Everyone thinks he’s my boyfriend but he’s not. I hang out with him because he’s clever and kind and times me when I’m running. He says I’m the best sprinter in athletics club because I’m faster than boys the same age. Once I was crying at school because Pete LMS kept repeating everything I said in a silly voice so the teacher gave him detention. Big Ben gave me one of his socks straight off his foot. It was dark grey, at least a size 10 and smelled of cheese. I hid it in my bag because people might make more fun of me but it made me feel much happier. Big Ben doesn’t care what people think. He’d never give me perfume or flowers just because I’m a girl. He says ‘Am I your boyfriend?’ 100 times a day.

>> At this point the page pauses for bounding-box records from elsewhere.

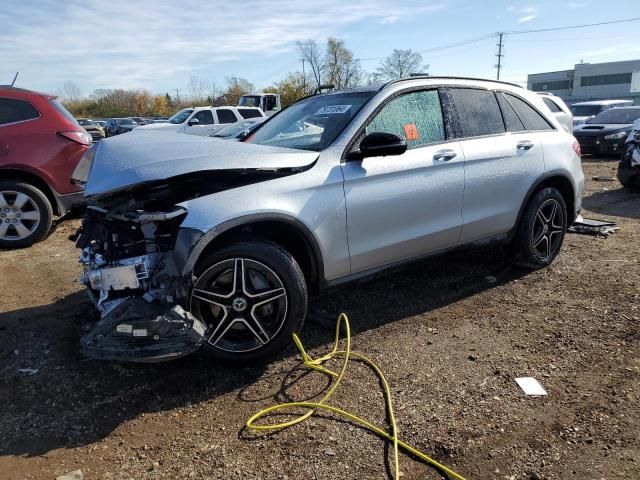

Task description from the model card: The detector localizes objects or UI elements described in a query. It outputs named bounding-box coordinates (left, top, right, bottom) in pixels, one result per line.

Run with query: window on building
left=580, top=72, right=631, bottom=87
left=531, top=80, right=573, bottom=92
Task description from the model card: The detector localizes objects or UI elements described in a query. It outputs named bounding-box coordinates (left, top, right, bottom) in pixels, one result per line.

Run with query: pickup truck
left=135, top=107, right=266, bottom=136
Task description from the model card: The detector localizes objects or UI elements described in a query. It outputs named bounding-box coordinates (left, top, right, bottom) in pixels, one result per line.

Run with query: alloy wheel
left=0, top=190, right=40, bottom=241
left=190, top=258, right=288, bottom=353
left=531, top=198, right=564, bottom=260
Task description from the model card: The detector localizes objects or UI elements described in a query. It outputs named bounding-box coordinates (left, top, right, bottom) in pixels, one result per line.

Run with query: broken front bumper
left=80, top=249, right=206, bottom=362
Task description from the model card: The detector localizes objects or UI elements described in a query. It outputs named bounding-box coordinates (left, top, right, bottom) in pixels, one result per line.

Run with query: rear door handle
left=518, top=140, right=533, bottom=150
left=433, top=149, right=457, bottom=162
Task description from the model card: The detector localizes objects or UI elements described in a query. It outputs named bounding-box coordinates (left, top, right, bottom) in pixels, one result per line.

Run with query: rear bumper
left=53, top=191, right=86, bottom=216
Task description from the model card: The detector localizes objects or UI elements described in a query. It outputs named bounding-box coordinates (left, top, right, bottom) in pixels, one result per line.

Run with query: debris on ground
left=569, top=215, right=620, bottom=238
left=56, top=470, right=84, bottom=480
left=516, top=377, right=547, bottom=397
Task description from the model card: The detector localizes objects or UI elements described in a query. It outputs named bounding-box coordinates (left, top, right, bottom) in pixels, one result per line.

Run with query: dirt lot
left=0, top=159, right=640, bottom=480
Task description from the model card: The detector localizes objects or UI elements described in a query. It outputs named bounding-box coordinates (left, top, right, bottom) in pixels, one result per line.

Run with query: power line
left=504, top=17, right=640, bottom=35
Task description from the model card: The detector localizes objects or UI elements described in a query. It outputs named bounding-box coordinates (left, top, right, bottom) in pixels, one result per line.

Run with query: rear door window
left=0, top=98, right=40, bottom=125
left=191, top=110, right=214, bottom=125
left=505, top=93, right=553, bottom=130
left=367, top=90, right=445, bottom=150
left=496, top=93, right=526, bottom=132
left=217, top=108, right=238, bottom=123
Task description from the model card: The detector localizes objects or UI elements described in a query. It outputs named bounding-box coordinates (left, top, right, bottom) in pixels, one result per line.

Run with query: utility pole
left=496, top=32, right=504, bottom=80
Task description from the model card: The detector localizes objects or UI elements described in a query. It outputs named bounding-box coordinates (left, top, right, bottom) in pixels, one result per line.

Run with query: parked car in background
left=618, top=119, right=640, bottom=188
left=537, top=92, right=573, bottom=133
left=573, top=107, right=640, bottom=155
left=211, top=117, right=267, bottom=141
left=104, top=118, right=138, bottom=137
left=74, top=77, right=584, bottom=362
left=0, top=86, right=92, bottom=248
left=78, top=118, right=105, bottom=142
left=571, top=100, right=633, bottom=126
left=136, top=107, right=266, bottom=136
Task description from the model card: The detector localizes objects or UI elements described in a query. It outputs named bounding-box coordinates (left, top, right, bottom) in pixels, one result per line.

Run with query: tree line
left=59, top=37, right=428, bottom=118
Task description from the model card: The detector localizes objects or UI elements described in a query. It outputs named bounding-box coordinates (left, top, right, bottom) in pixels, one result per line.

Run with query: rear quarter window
left=505, top=93, right=553, bottom=130
left=238, top=108, right=262, bottom=118
left=449, top=88, right=505, bottom=137
left=216, top=108, right=238, bottom=123
left=0, top=98, right=40, bottom=125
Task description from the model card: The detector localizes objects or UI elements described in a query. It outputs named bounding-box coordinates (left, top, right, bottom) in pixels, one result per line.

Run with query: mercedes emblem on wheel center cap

Grandma’s plaiting my hair before bed. I love it when she plaits my hair, even when she cornrows it so tight that I can’t close my eyes in bed for the first night. She says it must last a long time so the tighter the better, but it pulls my skin so I look like I’ve had a facelift. It takes days for my face to feel normal!
Tonight, she’s doing single plaits I can comb out in the morning. I sit on the floor and she sits on the sofa behind me, combs my hair with the afro comb, then the fine-tooth comb to divide it into sections. She massages pomade into my scalp, which smells like tar but in a good way. Some of the other pomades used to make me sick so we only buy this one. When I start shuffling on my bottom, shifting from one side to the other because I find it hard to sit still on the prickly carpet, Grandma sucks her teeth.
‘Elle Bíbi-Imbelé! You are too antsy-pantsy. Sit, not run-o!’
Grandma likes singing my name. Tonight, she’s happy. I know she’s happy because she’s singing whilst plaiting my hair AND she doesn’t have to work hard to pull it tight when she’s tired after a day of cleaning because it only has to last till the morning. I’m happy too because it won’t feel like a facelift and I’ll be able to close my eyes in bed.